Unfortunately, it appears that Threads will not fulfill the hopes of its most news-obsessed users. On Friday, Mark Zuckberg’s Meta, which owns Threads, repeated previous statements that it has no intention of becoming a platform that is heavily focused on politics. Posts that the almighty algorithm deems political will not show up in the “For You” listing, which is what you see when you first log on and which is determined by software that thinks it knows what you’re interested in. Any accounts you’re already following will continue to show up, but discovering new accounts will become more difficult. The change also applies to Instagram.

According to Adam Mosseri, who runs Threads and Instagram, “we’re not talking about all of news, but rather more focused on political news or social commentary.” But as Taylor Lorenz and Naomi Nix report for The Washington Post (free link), who’s to say what’s political? They quote Ashton Pittman, news editor of the Mississippi Free Press, who tells them:

If I post about LGBTQ rights, or about being a gay man, is that political? If I post about Taylor Swift, is that political because bad actors are making everything political? Everything is political if we’re honest with ourselves — it’s just about who’s defining what’s political and who gets to define that and what does it mean?

Which brings me back to Bluesky. Unlike Threads, the platform is not fully for-profit; unlike Mastodon, it’s not a nonprofit. Rather, it’s a public benefit corporation, which means that it’s a for-profit company that must serve the public interest in some way and that reinvests any profits it makes back in the operation. Of the three major Twitter alternatives, Bluesky has garnered the most skepticism. For one thing, among Bluesky’s founders is former Twitter CEO Jack Dorsey, who thought selling out to Musk was just fine. For another, Bluesky’s rollout has been painfully slow. Until last week, you couldn’t join without an invitation, which is why it has just 3.2 million users, far behind Threads and Twitter.

After Bluesky finally opened itself up to the public, though, the influential tech writer Mike Masnick wrote an enthusiastic post at Techdirt saying he was “pretty excited” about where the platform is heading. What has Masnick most excited is Bluesky’s roll-your-own approach to content moderation. He writes:

For example, the company has added some (still early) features that give users much more control over their experience: composable moderation and algorithmic choice. Composable moderation lets users set some of their own preferences for what they want to encounter on social media, rather than leaving it entirely up to a central provider. Some people are more willing to see sexual content, for example.

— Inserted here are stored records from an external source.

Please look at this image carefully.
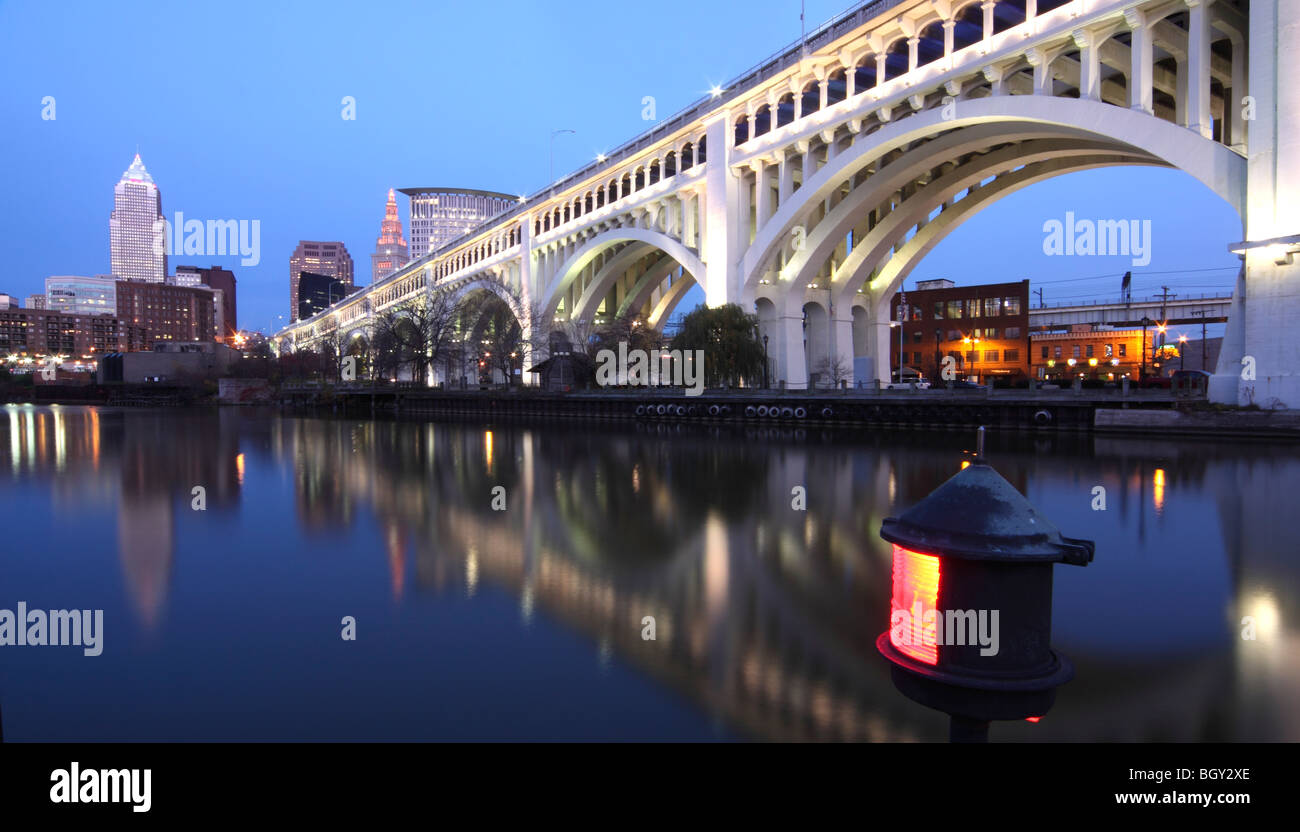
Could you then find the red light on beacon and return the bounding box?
[1025,716,1042,723]
[890,545,941,665]
[875,427,1094,742]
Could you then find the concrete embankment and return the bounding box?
[274,386,1300,438]
[1094,407,1300,439]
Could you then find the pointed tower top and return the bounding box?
[376,188,407,247]
[121,153,155,185]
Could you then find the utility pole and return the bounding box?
[1034,287,1044,308]
[1193,309,1208,370]
[1140,317,1149,382]
[1158,286,1174,344]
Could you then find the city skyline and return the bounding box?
[1,0,1243,336]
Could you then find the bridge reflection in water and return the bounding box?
[1,404,1296,741]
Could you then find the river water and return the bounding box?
[0,404,1295,741]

But, the algorithmic choice is perhaps even more powerful. Currently, people talk a lot about “the algorithm” and now most social networks give you one single algorithm of what they think you’ll want to see. There is often a debate among people about “what’s better: a chronological feed or the algorithmically generated feed” from the company. But that’s always been thinking too small.

With Bluesky’s algorithmic choice, anyone can make or share their own algorithms and users can choose what algorithms they want to use. In my Bluesky, for example, I have a few different algorithms that I can choose to recommend interesting stuff to me. One of them, developed by an outside developer (i.e., not Bluesky), Skygaze, is a “For You” feed that … is actually good? Unlike centralized social media, Skygaze’s goal with its feed is not to improve engagement numbers for Bluesky.

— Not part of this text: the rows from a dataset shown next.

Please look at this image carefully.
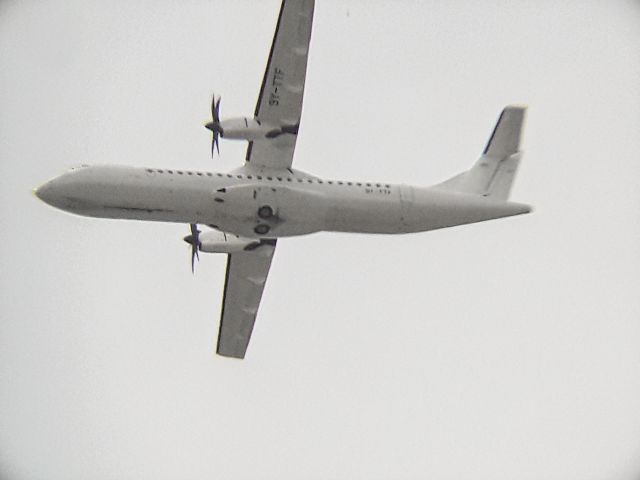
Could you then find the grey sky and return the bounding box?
[2,1,640,479]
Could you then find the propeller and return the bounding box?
[205,94,223,156]
[183,223,201,273]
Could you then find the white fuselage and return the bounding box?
[36,165,530,238]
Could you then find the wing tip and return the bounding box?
[216,348,246,360]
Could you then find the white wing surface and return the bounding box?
[217,241,277,359]
[245,0,315,169]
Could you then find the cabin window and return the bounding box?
[338,181,343,185]
[347,182,353,186]
[247,175,253,179]
[318,180,323,184]
[287,178,292,182]
[216,173,222,177]
[307,179,313,183]
[237,175,242,179]
[227,174,232,178]
[375,183,380,187]
[328,181,333,185]
[207,172,212,177]
[385,184,390,188]
[267,176,273,181]
[157,169,163,173]
[146,169,153,173]
[297,179,303,182]
[277,177,282,181]
[197,172,203,176]
[257,176,262,180]
[187,171,193,175]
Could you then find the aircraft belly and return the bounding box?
[401,188,531,232]
[212,183,328,238]
[97,185,206,223]
[324,188,404,234]
[44,165,527,238]
[49,167,217,225]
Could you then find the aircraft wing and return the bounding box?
[245,0,315,170]
[217,241,277,359]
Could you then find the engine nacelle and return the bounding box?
[220,118,272,141]
[220,117,299,141]
[199,230,263,254]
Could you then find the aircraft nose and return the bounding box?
[34,181,54,204]
[34,178,66,209]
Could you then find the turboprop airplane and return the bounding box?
[35,0,532,359]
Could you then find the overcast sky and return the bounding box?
[2,1,640,479]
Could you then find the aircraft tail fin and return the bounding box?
[436,105,526,201]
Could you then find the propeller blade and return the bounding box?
[211,131,220,158]
[214,96,221,123]
[185,223,201,273]
[211,93,217,121]
[207,93,222,157]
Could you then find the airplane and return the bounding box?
[35,0,532,359]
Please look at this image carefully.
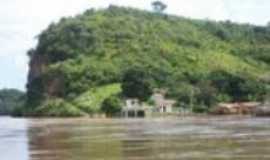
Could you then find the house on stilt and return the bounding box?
[121,99,150,118]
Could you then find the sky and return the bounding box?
[0,0,269,91]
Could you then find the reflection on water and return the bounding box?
[2,117,270,160]
[0,116,28,160]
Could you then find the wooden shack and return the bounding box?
[211,102,260,115]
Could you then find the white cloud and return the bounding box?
[223,0,270,24]
[0,0,269,90]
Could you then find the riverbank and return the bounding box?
[11,110,262,119]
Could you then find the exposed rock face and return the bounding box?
[45,76,65,98]
[27,53,66,102]
[26,54,49,105]
[27,54,48,84]
[28,54,65,98]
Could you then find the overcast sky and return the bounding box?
[0,0,270,91]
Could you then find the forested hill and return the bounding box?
[25,6,270,116]
[0,89,25,115]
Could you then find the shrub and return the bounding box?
[101,95,122,117]
[35,99,84,117]
[193,105,208,113]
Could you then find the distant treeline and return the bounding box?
[0,89,25,115]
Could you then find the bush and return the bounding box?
[35,99,84,117]
[193,105,208,113]
[101,95,122,117]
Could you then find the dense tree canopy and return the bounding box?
[121,67,154,101]
[25,6,270,116]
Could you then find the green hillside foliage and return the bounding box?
[0,89,25,115]
[24,84,121,117]
[26,6,270,116]
[73,83,121,114]
[34,98,84,117]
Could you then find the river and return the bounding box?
[1,116,270,160]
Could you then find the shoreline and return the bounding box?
[2,114,260,120]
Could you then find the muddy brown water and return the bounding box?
[1,116,270,160]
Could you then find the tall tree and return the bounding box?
[121,68,153,101]
[151,1,167,13]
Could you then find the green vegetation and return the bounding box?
[24,84,121,117]
[0,89,25,115]
[35,98,84,117]
[73,84,122,114]
[122,67,154,101]
[101,95,122,117]
[25,6,270,116]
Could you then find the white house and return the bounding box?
[151,92,176,113]
[122,99,147,118]
[121,90,177,118]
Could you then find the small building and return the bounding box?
[121,90,177,118]
[151,92,176,113]
[121,99,147,118]
[211,102,260,115]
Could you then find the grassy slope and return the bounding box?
[73,83,122,114]
[32,84,121,116]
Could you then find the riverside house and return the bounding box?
[121,99,149,118]
[151,92,176,113]
[121,90,177,118]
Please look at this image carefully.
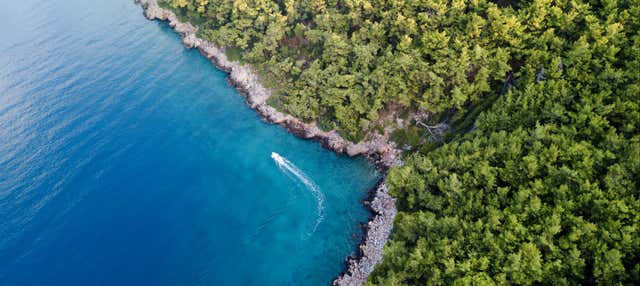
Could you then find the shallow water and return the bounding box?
[0,1,378,285]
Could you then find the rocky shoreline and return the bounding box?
[134,1,398,284]
[334,179,396,286]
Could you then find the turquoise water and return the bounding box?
[0,1,378,285]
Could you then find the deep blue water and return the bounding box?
[0,1,379,285]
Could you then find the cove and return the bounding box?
[0,0,379,285]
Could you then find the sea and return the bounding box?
[0,0,379,285]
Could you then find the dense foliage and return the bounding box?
[162,0,517,141]
[370,0,640,284]
[160,0,639,284]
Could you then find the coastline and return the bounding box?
[334,178,396,286]
[134,1,398,285]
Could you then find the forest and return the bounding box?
[161,0,639,284]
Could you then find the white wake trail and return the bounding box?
[271,152,325,235]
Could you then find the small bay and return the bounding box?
[0,0,378,285]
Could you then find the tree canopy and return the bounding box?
[159,0,640,284]
[369,0,640,283]
[160,0,526,141]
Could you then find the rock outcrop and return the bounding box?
[134,1,399,285]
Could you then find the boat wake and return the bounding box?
[271,152,325,235]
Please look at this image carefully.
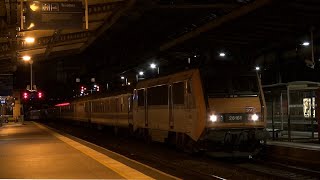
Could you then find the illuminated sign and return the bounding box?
[303,98,311,118]
[303,97,316,118]
[25,1,83,30]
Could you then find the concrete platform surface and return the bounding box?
[0,122,179,179]
[267,141,320,168]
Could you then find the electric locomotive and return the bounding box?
[55,67,269,154]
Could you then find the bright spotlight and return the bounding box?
[150,63,156,69]
[30,3,39,11]
[25,37,35,43]
[139,71,144,76]
[219,52,226,57]
[255,66,260,71]
[27,23,35,30]
[302,42,310,46]
[22,55,31,61]
[120,76,125,80]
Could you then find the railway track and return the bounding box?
[236,162,319,180]
[43,121,320,180]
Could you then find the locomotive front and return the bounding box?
[201,66,269,152]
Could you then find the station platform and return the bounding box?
[267,140,320,169]
[0,122,179,179]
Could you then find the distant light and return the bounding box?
[94,84,97,87]
[23,92,28,99]
[255,66,260,71]
[22,55,31,61]
[128,82,131,85]
[150,63,156,69]
[139,71,144,76]
[55,102,70,107]
[25,37,35,43]
[27,23,35,29]
[121,76,125,80]
[30,3,39,11]
[219,52,226,57]
[194,55,197,58]
[302,42,310,46]
[38,92,42,98]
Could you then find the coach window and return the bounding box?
[106,100,109,112]
[92,102,95,113]
[120,97,124,112]
[148,85,168,105]
[138,89,145,106]
[173,82,184,104]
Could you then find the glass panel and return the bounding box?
[147,85,168,105]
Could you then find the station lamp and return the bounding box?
[150,63,160,74]
[25,37,35,43]
[150,63,157,69]
[22,55,31,61]
[27,23,35,30]
[29,2,40,11]
[302,41,310,46]
[219,52,226,57]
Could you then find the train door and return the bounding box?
[134,89,147,129]
[172,82,187,131]
[147,85,169,130]
[128,94,133,126]
[169,85,173,129]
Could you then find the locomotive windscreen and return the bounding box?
[201,65,259,97]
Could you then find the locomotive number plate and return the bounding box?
[228,115,242,121]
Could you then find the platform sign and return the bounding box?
[25,0,83,30]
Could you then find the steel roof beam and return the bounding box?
[155,3,238,10]
[44,29,62,58]
[160,0,272,52]
[80,0,136,52]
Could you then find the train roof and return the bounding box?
[136,68,199,89]
[70,89,132,103]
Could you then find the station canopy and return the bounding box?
[0,0,320,87]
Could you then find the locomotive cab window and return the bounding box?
[203,67,259,97]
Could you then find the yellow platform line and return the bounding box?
[34,122,154,180]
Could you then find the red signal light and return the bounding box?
[38,92,42,98]
[23,92,28,99]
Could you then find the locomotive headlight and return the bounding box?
[251,114,259,121]
[209,114,218,122]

For some time now, I’ve been using Threads, Mastodon and Bluesky more or less equally on the theory that we’re a long way from knowing which platform, if any, will emerge as the main alternative to Twitter. (I’m also still on Twitter, mainly for professional purposes, though I’ve locked my account and post less frequently there than on the other platforms.) Even though I have far fewer followers on Bluesky than elsewhere, I’ve found the engagement to be quite good and the content consistently interesting — more so than on Mastodon, and with less crap than on Threads.

We will never go back to the days when there was one platform where everyone gathered, for better or worse. But Bluesky seems like a worthy entry into the social media wars now that it’s (finally) open to the public.